Он опять внимательно оглядел делегатов.

— Главная наша задача в том, чтобы заложить экономический фундамент коммунизма, суть которого заключается в создании крупной машинной индустрии, способной по технической мощи и по своим организационным «настройкам» превратить нынешнюю мелкокрестьянскую Россию в высокоразвитое индустриальное государство с крупным, механизированным сельским хозяйством. И мы такой фундамент заложим! — с силой добавил Ленин. — Несмотря на множество трудностей в стране и на бешеное противодействие со стороны мировой буржуазии, мы взялись это сделать и сделаем!

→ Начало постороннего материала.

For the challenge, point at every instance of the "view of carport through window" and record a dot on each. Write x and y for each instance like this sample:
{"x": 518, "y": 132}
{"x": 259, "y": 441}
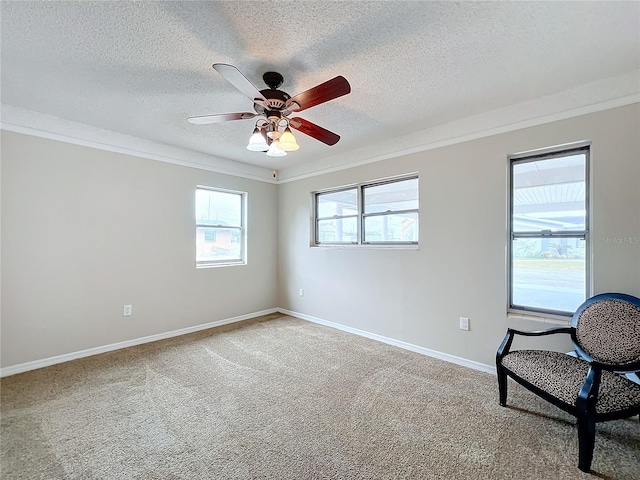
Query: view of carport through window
{"x": 549, "y": 227}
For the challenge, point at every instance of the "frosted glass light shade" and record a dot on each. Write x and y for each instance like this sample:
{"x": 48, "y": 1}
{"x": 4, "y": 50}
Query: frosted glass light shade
{"x": 275, "y": 150}
{"x": 257, "y": 142}
{"x": 287, "y": 141}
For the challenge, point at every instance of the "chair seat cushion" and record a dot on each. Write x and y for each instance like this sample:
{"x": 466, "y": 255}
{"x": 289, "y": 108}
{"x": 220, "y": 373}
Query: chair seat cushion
{"x": 562, "y": 376}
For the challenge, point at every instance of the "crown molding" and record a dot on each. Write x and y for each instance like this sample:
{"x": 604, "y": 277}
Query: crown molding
{"x": 593, "y": 97}
{"x": 589, "y": 98}
{"x": 20, "y": 120}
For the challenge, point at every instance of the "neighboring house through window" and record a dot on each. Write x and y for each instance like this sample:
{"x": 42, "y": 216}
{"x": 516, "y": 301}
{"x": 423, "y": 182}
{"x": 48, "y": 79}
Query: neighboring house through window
{"x": 384, "y": 212}
{"x": 220, "y": 227}
{"x": 549, "y": 264}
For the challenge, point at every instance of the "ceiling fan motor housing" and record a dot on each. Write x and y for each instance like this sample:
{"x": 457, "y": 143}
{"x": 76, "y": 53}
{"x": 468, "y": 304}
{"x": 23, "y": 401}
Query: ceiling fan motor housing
{"x": 276, "y": 100}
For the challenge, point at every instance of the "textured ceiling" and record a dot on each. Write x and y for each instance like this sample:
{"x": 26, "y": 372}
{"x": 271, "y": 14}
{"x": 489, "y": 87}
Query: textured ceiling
{"x": 142, "y": 68}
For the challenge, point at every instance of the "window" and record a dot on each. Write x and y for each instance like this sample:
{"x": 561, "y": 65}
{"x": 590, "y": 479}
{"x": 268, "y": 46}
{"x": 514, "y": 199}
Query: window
{"x": 384, "y": 212}
{"x": 220, "y": 231}
{"x": 549, "y": 230}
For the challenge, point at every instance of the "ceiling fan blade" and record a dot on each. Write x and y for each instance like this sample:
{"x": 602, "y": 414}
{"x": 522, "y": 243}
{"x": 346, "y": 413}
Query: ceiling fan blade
{"x": 223, "y": 117}
{"x": 334, "y": 88}
{"x": 313, "y": 130}
{"x": 238, "y": 80}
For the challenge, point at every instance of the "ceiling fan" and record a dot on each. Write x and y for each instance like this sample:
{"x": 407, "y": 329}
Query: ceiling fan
{"x": 272, "y": 132}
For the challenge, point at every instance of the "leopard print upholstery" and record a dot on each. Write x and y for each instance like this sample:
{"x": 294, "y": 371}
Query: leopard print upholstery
{"x": 609, "y": 331}
{"x": 562, "y": 376}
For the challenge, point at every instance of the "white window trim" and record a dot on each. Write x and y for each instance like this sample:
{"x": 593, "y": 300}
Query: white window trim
{"x": 243, "y": 231}
{"x": 541, "y": 315}
{"x": 359, "y": 187}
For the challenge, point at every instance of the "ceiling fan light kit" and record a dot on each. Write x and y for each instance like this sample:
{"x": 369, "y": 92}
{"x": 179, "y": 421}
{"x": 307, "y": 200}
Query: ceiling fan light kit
{"x": 257, "y": 142}
{"x": 275, "y": 106}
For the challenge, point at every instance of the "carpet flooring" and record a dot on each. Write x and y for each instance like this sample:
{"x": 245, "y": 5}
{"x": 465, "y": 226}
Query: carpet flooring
{"x": 282, "y": 398}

Ленин мельком взглянул на часы, висевшие перед ним на стене, над дверью в приемную. Часы были старые, неисправные, время указывали неверно. Но он уже привык к ним. Ему надо было, чтобы они, эти старенькие часы, все время находились перед глазами, напоминали о быстротекущем времени. Поэтому и теперь, как всякий раз в таких случаях, он лишь привычно перепроверил настенные часы своими, вынутыми из кармашка жилетки, укоризненно покачал головой, недовольно хмыкнул, явно имея в виду себя: «Гм, да… заговорился, а времени уже нет, ждут другие дела!», положил ладонь правой руки на стол и легонько постучал пальцами по зеленому сукну стола. И неожиданно обратился опять к Сухорукому:

— Скажите, товарищ, вы воевали?

— А как же! — охотно, не без самолюбивой гордости, ответил тот. — И с японцем, и с германцами.

— Солдатом?

Сухорукий усмехнулся в прокуренные усы:

— В генералы я вроде не гожусь…

— Гм, так. Вот теперь и скажите: можно ли побить врага, если каждая рота и каждый взвод будут действовать сами по себе, как им заблагорассудится, не подчиняясь распоряжениям командования?

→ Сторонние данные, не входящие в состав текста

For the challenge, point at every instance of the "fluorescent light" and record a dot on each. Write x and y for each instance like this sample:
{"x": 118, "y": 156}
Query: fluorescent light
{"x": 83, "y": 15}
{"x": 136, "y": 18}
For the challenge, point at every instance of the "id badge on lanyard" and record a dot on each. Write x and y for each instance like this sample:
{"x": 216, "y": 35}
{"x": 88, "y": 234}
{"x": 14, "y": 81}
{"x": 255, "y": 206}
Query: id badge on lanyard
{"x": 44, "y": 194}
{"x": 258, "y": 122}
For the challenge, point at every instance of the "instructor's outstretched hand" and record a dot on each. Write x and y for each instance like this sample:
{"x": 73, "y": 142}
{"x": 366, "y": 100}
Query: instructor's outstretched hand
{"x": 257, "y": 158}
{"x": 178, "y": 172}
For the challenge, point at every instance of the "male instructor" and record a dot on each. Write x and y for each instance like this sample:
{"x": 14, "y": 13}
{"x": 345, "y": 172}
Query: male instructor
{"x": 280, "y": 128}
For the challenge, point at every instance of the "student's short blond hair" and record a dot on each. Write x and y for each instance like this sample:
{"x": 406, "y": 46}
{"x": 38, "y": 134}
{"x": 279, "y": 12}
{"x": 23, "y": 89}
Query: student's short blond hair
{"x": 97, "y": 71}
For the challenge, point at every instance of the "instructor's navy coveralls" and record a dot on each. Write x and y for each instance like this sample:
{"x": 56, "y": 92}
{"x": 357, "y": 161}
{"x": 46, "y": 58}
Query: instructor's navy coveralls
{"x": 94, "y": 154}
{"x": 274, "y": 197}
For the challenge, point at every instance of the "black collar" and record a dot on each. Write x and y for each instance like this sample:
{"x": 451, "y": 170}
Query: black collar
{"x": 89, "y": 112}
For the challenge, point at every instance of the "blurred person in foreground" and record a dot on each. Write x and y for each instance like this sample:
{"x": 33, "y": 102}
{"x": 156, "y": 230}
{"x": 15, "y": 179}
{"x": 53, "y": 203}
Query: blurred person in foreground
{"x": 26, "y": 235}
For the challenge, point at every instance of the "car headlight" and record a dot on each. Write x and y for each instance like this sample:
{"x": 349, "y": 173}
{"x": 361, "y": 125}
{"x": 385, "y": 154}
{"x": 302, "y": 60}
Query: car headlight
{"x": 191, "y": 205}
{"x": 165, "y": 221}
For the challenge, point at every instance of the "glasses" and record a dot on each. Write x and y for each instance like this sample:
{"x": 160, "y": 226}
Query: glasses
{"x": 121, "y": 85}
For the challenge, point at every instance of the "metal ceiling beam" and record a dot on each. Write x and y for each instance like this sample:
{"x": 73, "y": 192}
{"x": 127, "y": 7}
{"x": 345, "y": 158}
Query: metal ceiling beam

— Это как же? — не сразу поняв, куда клонит Владимир Ильич, насторожился Сухорукий. — Такое никак! Штабам оно, чай, виднее. Рота, тем больше взвод, эти только чего вблизи…

— А ваш завком рассудил иначе. Решение правительства о посылке эшелона рабочих на хлебный фронт он счел пустой, не обязательной для себя бумажкой. Ему, видимо, все равно, что сейчас требуется стране в целом, главное — что устраивает групповые, местные интересы. Как вы лично относитесь к такой политике?

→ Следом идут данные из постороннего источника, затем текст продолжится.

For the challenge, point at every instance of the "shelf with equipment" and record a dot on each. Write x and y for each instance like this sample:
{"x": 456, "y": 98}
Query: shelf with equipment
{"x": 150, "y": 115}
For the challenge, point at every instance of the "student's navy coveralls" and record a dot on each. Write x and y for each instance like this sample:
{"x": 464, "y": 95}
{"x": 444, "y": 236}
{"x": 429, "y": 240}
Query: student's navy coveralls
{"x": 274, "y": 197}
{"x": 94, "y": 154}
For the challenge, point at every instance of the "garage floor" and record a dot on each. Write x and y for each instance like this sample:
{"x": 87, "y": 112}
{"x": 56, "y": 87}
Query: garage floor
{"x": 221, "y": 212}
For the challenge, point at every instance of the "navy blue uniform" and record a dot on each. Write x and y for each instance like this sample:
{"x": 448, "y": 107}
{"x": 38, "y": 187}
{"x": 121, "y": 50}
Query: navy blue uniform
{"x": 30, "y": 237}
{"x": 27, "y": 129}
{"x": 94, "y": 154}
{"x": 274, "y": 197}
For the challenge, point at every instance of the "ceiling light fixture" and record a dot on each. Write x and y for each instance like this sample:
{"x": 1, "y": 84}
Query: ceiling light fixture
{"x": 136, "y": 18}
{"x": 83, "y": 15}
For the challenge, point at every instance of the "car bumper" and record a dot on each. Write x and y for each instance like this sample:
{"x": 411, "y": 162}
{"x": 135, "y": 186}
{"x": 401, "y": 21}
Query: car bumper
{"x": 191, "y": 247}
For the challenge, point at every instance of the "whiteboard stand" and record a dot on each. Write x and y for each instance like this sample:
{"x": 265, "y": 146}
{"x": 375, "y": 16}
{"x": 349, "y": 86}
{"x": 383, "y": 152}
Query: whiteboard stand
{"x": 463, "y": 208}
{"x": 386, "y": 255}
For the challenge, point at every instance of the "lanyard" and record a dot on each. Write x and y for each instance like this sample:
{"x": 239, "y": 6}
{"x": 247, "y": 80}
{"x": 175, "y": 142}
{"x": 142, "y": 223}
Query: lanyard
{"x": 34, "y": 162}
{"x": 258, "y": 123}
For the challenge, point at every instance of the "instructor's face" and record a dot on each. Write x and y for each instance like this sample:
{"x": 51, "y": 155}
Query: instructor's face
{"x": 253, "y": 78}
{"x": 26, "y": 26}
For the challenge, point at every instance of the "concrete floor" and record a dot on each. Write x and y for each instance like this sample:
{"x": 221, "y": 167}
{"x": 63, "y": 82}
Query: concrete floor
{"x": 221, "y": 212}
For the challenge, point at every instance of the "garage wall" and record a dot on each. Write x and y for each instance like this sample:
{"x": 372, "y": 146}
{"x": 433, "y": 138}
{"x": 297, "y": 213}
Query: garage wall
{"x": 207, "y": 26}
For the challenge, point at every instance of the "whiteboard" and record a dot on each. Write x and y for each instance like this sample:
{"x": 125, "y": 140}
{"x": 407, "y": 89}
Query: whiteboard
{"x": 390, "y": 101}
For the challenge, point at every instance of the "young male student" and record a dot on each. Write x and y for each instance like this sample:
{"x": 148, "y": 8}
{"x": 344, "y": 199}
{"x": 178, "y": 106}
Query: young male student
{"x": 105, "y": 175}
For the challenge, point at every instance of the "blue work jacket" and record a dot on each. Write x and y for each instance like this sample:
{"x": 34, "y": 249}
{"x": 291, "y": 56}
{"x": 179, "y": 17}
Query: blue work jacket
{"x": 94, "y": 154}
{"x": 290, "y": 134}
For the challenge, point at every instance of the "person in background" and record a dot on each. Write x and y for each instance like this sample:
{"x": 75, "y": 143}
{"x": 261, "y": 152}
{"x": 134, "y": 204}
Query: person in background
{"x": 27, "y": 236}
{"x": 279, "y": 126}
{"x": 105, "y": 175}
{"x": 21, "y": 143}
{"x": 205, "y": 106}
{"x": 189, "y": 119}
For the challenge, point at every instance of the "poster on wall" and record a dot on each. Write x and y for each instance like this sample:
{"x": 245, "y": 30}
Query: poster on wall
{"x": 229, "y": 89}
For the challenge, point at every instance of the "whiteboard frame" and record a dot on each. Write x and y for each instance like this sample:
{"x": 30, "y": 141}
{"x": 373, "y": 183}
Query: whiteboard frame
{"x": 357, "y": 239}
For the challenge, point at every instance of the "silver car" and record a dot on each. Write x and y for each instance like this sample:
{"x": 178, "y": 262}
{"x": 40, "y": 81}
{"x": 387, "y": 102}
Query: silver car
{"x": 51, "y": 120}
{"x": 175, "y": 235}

— Я-то? — Сухорукий побагровел. — Ну я-то, конечно, не шибко силен. Драченов… а я за ним.

— Вы за ним. А противник тем временем бросает свои войска на ваш митингующий самостийный взвод. Потом на другой такой же, на третий. В итоге вместо победы дело кончается поражением. Верно?

— Вроде бы…

— Именно так! Победить разруху и голод можно лишь всем сообща, крепко взявшись за руки, соблюдая строжайшую пролетарскую дисциплину. Без этого — смерть. А хлебный фронт сейчас главный. И, возвращаясь к нашим текущим делам, должен сказать, что мы уже сейчас, в начале года, объявляем всероссийскую мобилизацию трудящихся, начиная с рабочих центра, на сельскохозяйственный фронт. То есть будем с ранней весны формировать и отправлять из промышленных центров в хлебородные губернии, прежде всего в Сибирь, рабочие продовольственные отряды в помощь крестьянству. Нам во что бы то ни стало нужно дозаготовить те сто пятьдесят миллионов пудов зерна, которые не обеспечиваются в этом году ни налогом, ни разверсткой. Именно поэтому поездка вашего эшелона, поездка специалистов по сельскохозяйственным машинам, да еще с запасными частями, которые мы надеемся получить у дирекции завода в счет готовых машин, такая поездка архинеобходима! И я пользуюсь случаем просить каждого из вас… и вас, товарищ, — в последний раз обратился он к Сухорукому, в продолжении почти всего разговора как бы не замечая молча сидевшего на отшибе Драченова. — Да, да, и вас, несмотря на то, что «крестьянство вам лично ни к чему», но, учитывая его роль в государстве, я хотел бы вас всех просить разъяснить сказанное здесь своим товарищам по заводу. Стать, если хотите, боевыми агитаторами за эту поездку, а во время самой поездки, которая будет длиться довольно долго, быть образцом в труде и в той большой разъяснительной пролетарской работе среди крестьян в пользу Советской власти, которую каждому из вас и всем рабочим завода в целом обязательно придется вести, чтобы помочь сибирскому крестьянину лучше понять и общее положение в республике, и необходимость братского единства с революционным рабочим классом…

…Когда делегаты вышли, Ленин попросил телефонистку соединить его с наркомом продовольствия Цюрупой.